OMG I feel bad for the owner and his son, but will they never learn? I hope Tally was ok..

rheather said...

Wow. Just wow.

So no matter how stupid Bill is, it's never his fault? Now I'm wondering if Bill is still alive or if his not learning from experience finally killed him?

And riding River seems to have gotten you towards being prepared for Sonita. It's fun to read about but I'm about 20 years too old to think of trying to do it-so thanks for the vicarious thrills!

An Image of Grace said...

Argh! Another cliff hanger! Thank you for continuing with the story. I will be checking daily for the next installment!

http://animageofgrace.blogspot.com

Sydney said...

Agh these cliffhangers are killer.

nagonmom said...

Thank you! A smile spot in my day. Although I do wish you could go save Tally, flying in like Superman in a cape! (Doubt she would have taken to that well, on second thought.)

Beth said...

Seriously! You are going to leave it there! Will we ever know how it all end?! ;) If I am learning nothing else from your blog it is patients. :)

Fyyahchild said...

I rode in my first WP class on Saturday so it was very cool to read about the Riv. I never thought I would like pleasure but I do. I'm getting used to being at a barn of stock type all rounders who are just calm and sweet all the time. :)

On another note - I wanted to mention my TB, Tax has been in full training for h/j for 2 months now...and he's amazing. I was planning to sell him but now I don't know. I'm taking lessons again and we'll be showing him this summer too before I decide what to do.

My bitchy gray mare? I leased her to a trainer who has been using her in their lesson program and she's been an absolute doll for the kids. That's right, children. They've been using her to build confidence in a girl who fell off a pony. That's how good she's been. I knew she just didn't lke me. I will see her at a show this weekend with her new little riders and I can't wait!

I also have another cattle drive Saturday and I'm taking my paint mare, Grace. It will be nice to get out of the arena and I should have details up next week.

www.fyyahchild.blogspot.com

mommyrides said...

Welcome back Mugs! What a story! The whole time I can feel my breath catching and my own anxiety level rising. I'm just way to old to ride that type of horse and maybe even too chicken to read about it! :D

River reminds me of Tally in so many ways. Was wondering though, if River was in full-time training with this trainer was he mad/scared when he went there or was he turned into it by being there.

"River didn’t behave like the other horses in the all-around trainers barn. They stood quietly in their stalls and rarely nickered. If tied in the cross ties they never fussed or became impatient. The studs stood with their heads low and their eyes averted no matter what went on in front of them."

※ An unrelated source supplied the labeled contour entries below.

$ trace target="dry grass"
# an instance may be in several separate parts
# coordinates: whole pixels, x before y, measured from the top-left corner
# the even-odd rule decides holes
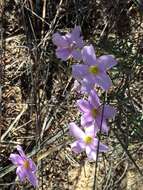
[[[78,120],[71,65],[55,57],[52,34],[75,24],[97,54],[118,59],[107,102],[118,109],[110,151],[99,158],[97,189],[142,188],[142,16],[133,1],[1,1],[0,189],[22,186],[8,160],[21,144],[38,165],[39,189],[92,189],[95,163],[71,153],[67,124]],[[36,2],[36,1],[35,1]],[[40,6],[40,7],[39,7]],[[101,94],[102,97],[102,94]]]

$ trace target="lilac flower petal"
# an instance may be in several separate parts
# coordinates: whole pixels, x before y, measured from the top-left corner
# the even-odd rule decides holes
[[[73,84],[72,91],[75,90],[77,93],[81,93],[81,84],[75,80]]]
[[[67,59],[70,58],[70,51],[67,48],[63,48],[63,49],[56,49],[56,56],[60,59],[62,59],[63,61],[66,61]]]
[[[80,65],[80,64],[73,65],[72,66],[72,76],[75,79],[83,78],[87,74],[87,69],[88,69],[87,65]]]
[[[22,167],[22,166],[19,166],[17,169],[16,169],[16,175],[19,177],[20,181],[23,182],[26,178],[26,170]]]
[[[84,138],[84,132],[74,122],[69,123],[68,127],[70,135],[74,136],[76,139]]]
[[[86,112],[89,113],[90,109],[92,109],[90,103],[87,100],[83,100],[83,99],[77,100],[76,104],[79,110],[83,113],[86,113]]]
[[[101,70],[106,71],[117,65],[117,61],[112,55],[102,55],[97,59],[97,64]]]
[[[68,47],[68,41],[65,36],[61,36],[59,33],[53,34],[53,43],[58,47]]]
[[[91,149],[90,146],[86,146],[86,154],[89,160],[95,160],[97,159],[96,151]]]
[[[85,144],[79,141],[75,141],[71,144],[71,149],[76,154],[81,153],[85,149]]]
[[[10,154],[9,159],[15,165],[22,165],[23,164],[23,159],[18,154]]]
[[[90,113],[85,113],[81,116],[81,125],[84,127],[89,127],[94,122],[94,119]]]
[[[36,164],[33,162],[33,160],[31,158],[29,158],[28,161],[29,161],[29,164],[30,164],[31,171],[35,172],[37,170]]]
[[[95,108],[98,108],[101,103],[100,99],[97,95],[97,92],[95,90],[91,90],[88,101],[90,102],[91,105],[93,105]]]
[[[17,145],[16,148],[17,148],[17,151],[19,152],[20,156],[21,156],[23,159],[26,159],[27,157],[26,157],[26,155],[25,155],[25,153],[24,153],[22,147],[21,147],[20,145]]]
[[[74,49],[74,50],[71,52],[71,56],[72,56],[75,60],[77,60],[77,61],[80,61],[80,60],[82,59],[80,50]]]
[[[104,105],[104,118],[114,118],[116,115],[116,109],[110,105]]]
[[[96,55],[92,45],[84,46],[82,51],[83,61],[88,65],[96,65]]]
[[[91,137],[95,137],[98,132],[98,128],[95,125],[85,127],[85,134]]]
[[[27,179],[29,180],[29,182],[34,186],[38,186],[38,180],[37,180],[37,177],[36,175],[31,172],[31,170],[27,170],[26,171],[26,175],[27,175]]]
[[[96,76],[96,84],[103,90],[109,90],[112,86],[112,81],[106,73],[100,73],[100,75]]]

This just doesn't seem like normal horse behavior to me. These horses sound defeated. So was River mean to begin with or was he just fighting to save himself?

Shanster said...

Another nice post Mugs... I like that you show the uncertainty in your mind cuz I sure have plenty o' that myself! grin.

When I finished the story my thought was, "Aw hell...."

strivingforsavvy said...

Poor Tally.

HorseOfCourse said...

Nice to see you back Mugs!
(Hope everything is OK?)
These cliffhangers are giving me a haunted look though.
I hope you indulge us with the follow up soon? Hahem.
Did I hear Cupcake?

phaedra96 said...

This whole situation is so sad; but saddest of all is the Dad who cannot see how damaging his son's behavior can be. He is still blaming the horse....

lopinon4 said...

Wow. I missed ya', Mugs! Your cliffhangers give me stuff to think about other than the problems in my life. :)

badges blues N jazz said...

now I have to hang ont he edge of my seat and wait for therest of the Tally story AND the River story!

mugwump said...

Fyyahchild - I just love hearing about your Tax and your mare. It's so good to hear of a happy outcome for these horses. I know it's been tough on you.
mommyrides- I didn't know either...these were my days of just beginning to see the differences in the horse world.

glenatron said...

I love the oblique way this post is described. Very effective storytelling.